To sensationalize the Toronto Argonauts’ early playoff exit as the biggest upset in CFL playoff history would be a gross example of someone not knowing their three-down history.
The demise of the 16-2 Argos at the hands of the clearly inferior Alouettes is a big deal, but let’s go over a few facts before we overreact to Chad Kelly’s misery.
Despite what some will have you believe, the 2023 Toronto Argonauts were not the greatest team in CFL history. And it’s not even close.
For starters, the only other 16-win team, a 1989 juggernaut from Edmonton, was statistically and optically much more dominant and intimidating than this year’s Argonauts.
The average score in a Toronto game this season (rounding up) was a 33-22 win. For the ’89 Edmonton team, it was a 36-17 blowout victory. Edmonton’s margin of victory outdid Toronto’s by eight points. That’s a big difference — almost double.
If we break it down to average beatdown per victory, the gap widens even further. The offence Chad Kelly steered through almost all of Toronto’s victories piled up a whopping 35.19 points per win (no rounding this time). The offence Tracy Ham navigated for Edmonton the year the Berlin Wall fell posted 37 points per game during their 16 wins.
That number was enough for Ham to win the Most Outstanding Player award that fall, as Kelly likely will this week for Toronto. But anyone who followed that Edmonton team will tell you it wasn’t the offence that propelled them to such domination that year.

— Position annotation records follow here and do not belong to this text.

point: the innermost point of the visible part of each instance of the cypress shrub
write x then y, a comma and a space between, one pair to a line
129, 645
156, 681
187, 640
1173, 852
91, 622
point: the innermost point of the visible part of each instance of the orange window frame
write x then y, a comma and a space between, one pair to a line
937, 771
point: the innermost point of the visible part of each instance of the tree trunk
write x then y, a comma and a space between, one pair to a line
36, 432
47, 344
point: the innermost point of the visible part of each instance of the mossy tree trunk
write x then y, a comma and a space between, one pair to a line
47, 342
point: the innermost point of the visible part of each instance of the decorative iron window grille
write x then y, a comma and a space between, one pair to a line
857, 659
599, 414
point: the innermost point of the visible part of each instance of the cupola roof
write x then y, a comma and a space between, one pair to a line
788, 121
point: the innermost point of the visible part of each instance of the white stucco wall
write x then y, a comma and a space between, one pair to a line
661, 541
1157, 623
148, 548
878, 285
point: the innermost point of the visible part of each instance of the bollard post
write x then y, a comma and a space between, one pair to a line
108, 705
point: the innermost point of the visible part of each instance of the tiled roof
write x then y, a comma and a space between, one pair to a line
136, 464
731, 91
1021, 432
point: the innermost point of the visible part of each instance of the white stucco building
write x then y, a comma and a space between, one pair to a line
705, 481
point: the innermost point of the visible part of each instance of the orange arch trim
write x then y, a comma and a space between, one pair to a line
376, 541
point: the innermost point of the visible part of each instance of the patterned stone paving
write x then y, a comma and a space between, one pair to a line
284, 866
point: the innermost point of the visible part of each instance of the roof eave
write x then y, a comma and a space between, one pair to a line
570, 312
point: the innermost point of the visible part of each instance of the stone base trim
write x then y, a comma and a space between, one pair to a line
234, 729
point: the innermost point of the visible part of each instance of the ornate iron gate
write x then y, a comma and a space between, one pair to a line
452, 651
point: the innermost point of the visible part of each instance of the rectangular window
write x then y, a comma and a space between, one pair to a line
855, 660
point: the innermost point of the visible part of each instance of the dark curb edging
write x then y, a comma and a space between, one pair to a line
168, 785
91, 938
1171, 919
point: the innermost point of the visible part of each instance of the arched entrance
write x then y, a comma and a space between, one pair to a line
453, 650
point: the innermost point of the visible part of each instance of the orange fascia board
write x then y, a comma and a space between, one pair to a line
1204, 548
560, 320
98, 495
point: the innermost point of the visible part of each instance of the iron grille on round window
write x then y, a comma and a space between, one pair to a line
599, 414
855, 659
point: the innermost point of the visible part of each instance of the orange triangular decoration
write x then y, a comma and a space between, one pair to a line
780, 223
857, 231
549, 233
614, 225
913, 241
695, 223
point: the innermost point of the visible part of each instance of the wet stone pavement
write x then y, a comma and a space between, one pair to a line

It was the greatest defence in CFL history that bulldozed that Edmonton team into the history books for winning so many games.
Don Matthews had just come off a one-year CFL hiatus and agreed to run Joe Faragalli’s defence in 1989. He’d run Hugh Campbell’s defence right through the five-in-a-row dynasty that wrapped up earlier in the decade and Don was ready to do some more wrecking with reigning all-stars Brett ‘The Toaster’ Williams, Danny Bass, and Stanley Blair.
That defence stifled opposing offences to a mind-blowing 12.94 points per match during the games Edmonton won. It’s a far cry from even the impressive 21.56 points per victory that Toronto surrendered this year.
That doesn’t even describe the roster full of rockstars still hanging around from not only their Grey Cup win two years earlier in 1987, but some, like Matthews, head coach Joe Faragalli, and offensive lineman Hector Pothier, who had been with the Edmonton organization during the great dynasty, which their city on the map even before Wayne Gretzky did.
If the picture of 1989’s Goliath being a much bigger dragon to slay than this year’s Argo bunch doesn’t drive the point home, then some comparison between the Davids in these matchups should.
This year’s Montreal Alouettes got fat off some easy opponents but did win 11 games during the regular season. That’s better than the nine wins captured by the Saskatchewan Roughriders prior to their Western Final upset.
In fact, what happened at BMO Field Saturday might not even be the biggest upset in Toronto Argonauts history. The Argos’ last game at old Exhibition Stadium was a blowout loss in the 1988 Eastern Final to the Winnipeg Blue Bombers. Like this year’s Argos, those Boatmen (14-4) were also five games better than their opponents as Winnipeg was 9-9 during the regular season.
It’s a great comparison and the different eras add a touch of subjectivity, for sure. But there is ample evidence to suggest this upset should not be declared the biggest in CFL history.